All of lore.kernel.org
 help / color / mirror / Atom feed
* m_can: a lot of 'Rx FIFO 0 Message Lost' in dmesg
@ 2021-02-24 14:27 Mariusz Madej
  2021-02-26 13:37 ` Torin Cooper-Bennun
  0 siblings, 1 reply; 6+ messages in thread
From: Mariusz Madej @ 2021-02-24 14:27 UTC (permalink / raw)
  To: linux-can; +Cc: dmurphy


Hi,

I have a problem with m_can controller in my sama5d2 processor.
Under heavy can traffic it happens that my device starts to report (dmesg):

[   77.610000] m_can_platform f8054000.can can0: Rx FIFO 0 Message Lost
[   77.620000] m_can_platform f8054000.can can0: Rx FIFO 0 Message Lost
[   77.630000] m_can_platform f8054000.can can0: Rx FIFO 0 Message Lost
[   77.630000] m_can_platform f8054000.can can0: Rx FIFO 0 Message Lost
[   77.640000] m_can_platform f8054000.can can0: Rx FIFO 0 Message Lost
[   77.640000] m_can_platform f8054000.can can0: Rx FIFO 0 Message Lost
[   77.650000] m_can_platform f8054000.can can0: Rx FIFO 0 Message Lost
[   77.660000] m_can_platform f8054000.can can0: Rx FIFO 0 Message Lost
[   77.660000] m_can_platform f8054000.can can0: Rx FIFO 0 Message Lost

what causes large load problem in my system.

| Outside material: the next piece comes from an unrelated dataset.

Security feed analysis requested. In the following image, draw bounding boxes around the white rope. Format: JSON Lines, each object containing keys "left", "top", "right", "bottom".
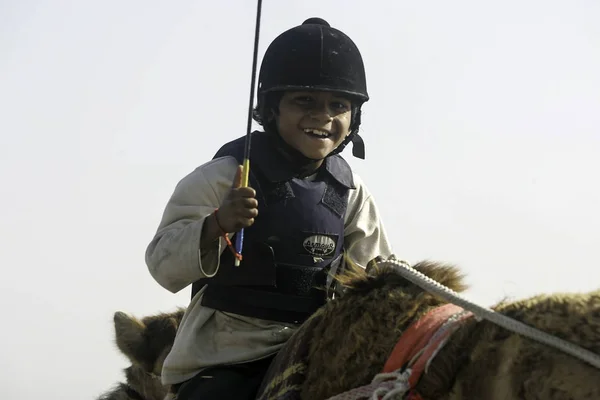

I think I have a clue what is going on but my kernel knowledge is low so i want
You to tell me if I am right or not. So:

The only place in m_can.c file, where interrupt register is cleared is function
called when interrupt arrives

static irqreturn_t m_can_isr(int irq, void *dev_id)
{
.
.
        /* ACK all irqs */
        if (ir & IR_ALL_INT)
                m_can_write(cdev, M_CAN_IR, ir);
.
.
}

But when we enter 'NAPI mode' in heavy load we are never get to this function
until load gets lower and interrupts are enabled again. In this situation,
this code:

static int m_can_do_rx_poll(struct net_device *dev, int quota)
{
        struct m_can_classdev *cdev = netdev_priv(dev);
        u32 pkts = 0;
        u32 rxfs;

        rxfs = m_can_read(cdev, M_CAN_RXF0S);
        if (!(rxfs & RXFS_FFL_MASK)) {
                netdev_dbg(dev, "no messages in fifo0\n");
                return 0;
        }

        while ((rxfs & RXFS_FFL_MASK) && (quota > 0)) {
                if (rxfs & RXFS_RFL)
                        netdev_warn(dev, "Rx FIFO 0 Message Lost\n");

                m_can_read_fifo(dev, rxfs);

                quota--;
                pkts++;
                rxfs = m_can_read(cdev, M_CAN_RXF0S);
        }

        if (pkts)
                can_led_event(dev, CAN_LED_EVENT_RX);

        return pkts;
}

will always have (rxfs & RXFS_RFL) == true until interrupt are enabled again.
That is why we got so many messages in a row for so long time. So clearing
RXFS_RFL bit after warning is issued could be a solution.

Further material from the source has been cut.